Windows Phone 8 has Instragram and Waze, but is it enough?

So about a month ago, Windows Phone 8 finally got a breakthrough. One of the most used apps in the world, Instagram, finally arrived on the third platform for mobile.

Source: Windows Phone Central
It is a huge deal, of course, since Nokia (the biggest and frankly, the only company who is still making Windows Phone because well, it has been bought buy Microsoft) is doing a hell of a job making their Lumia phones. The Lumia 900, 920 and 1020 produce superb photos. It was quite sad that it as without this essential application (for most) for quite some time now.

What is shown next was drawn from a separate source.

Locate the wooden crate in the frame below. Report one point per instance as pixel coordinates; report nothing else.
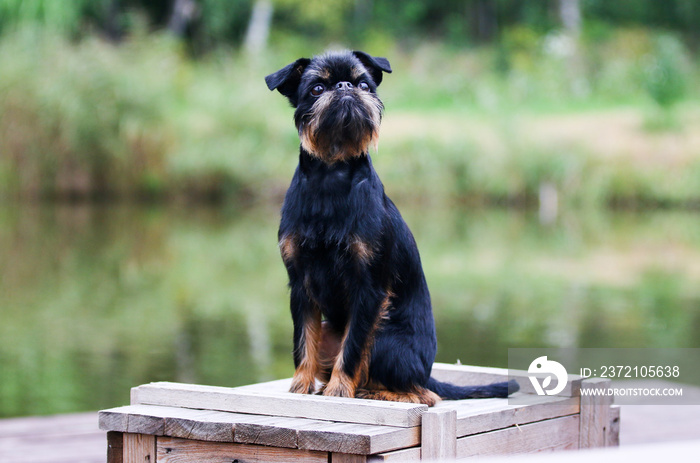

Also, Waze is here too. With a score north of 50 million downloads on Google Playstore, you cannot underestimate this app even when Lumia phones come equipped with the superb Nokia HERE. Apps are coming to Windows Phone, and they are not stopping.

Speaking about Nokia, if only Nokia did not go down this path, they might even be a serious contender to Apple in terms of quality phones. I know that Samsung is killing the market with their phones, but we all know that deep down inside, we want another Nokia phone.

So yes, if you are on the market looking for a phone right now, and haven't invested heavily in the Apple App Store or Google Playstore, and you are okay with experimenting with a new platform, then this is the mobile OS that you might want to look at. Nokia's built quality and WP8's fluidity is unmatched for phones below MYR 1000 in my opinion.

However, here's why I will not buy a Windows Phone at the moment:

Ugly user interface: Yes, it might be refreshing the first few weeks you got it. But to me, it is mostly thanks to the awesome screens that comes with Lumia phones, not the OS itself. Once you get over the simple UI, you are stuck with a dreary black background.

I snapped within minutes of using the Metro interface on my desktop. So, be assured that I would not want that on my phone which I use 4-6 hours per day.

Lack of Google support: Let's face it. The coolest things a phone can do is somewhat related to Google. And Google's refusal to acknowledge this platform is one of its most glaring flaw.

Microsoft: For pushing Bing to me whenever it can. And for taking away the Start Menu button in Windows 8 and teased about putting it back in 8.1, then never did.

BSOD: I do not think it is necessary to elaborate on this.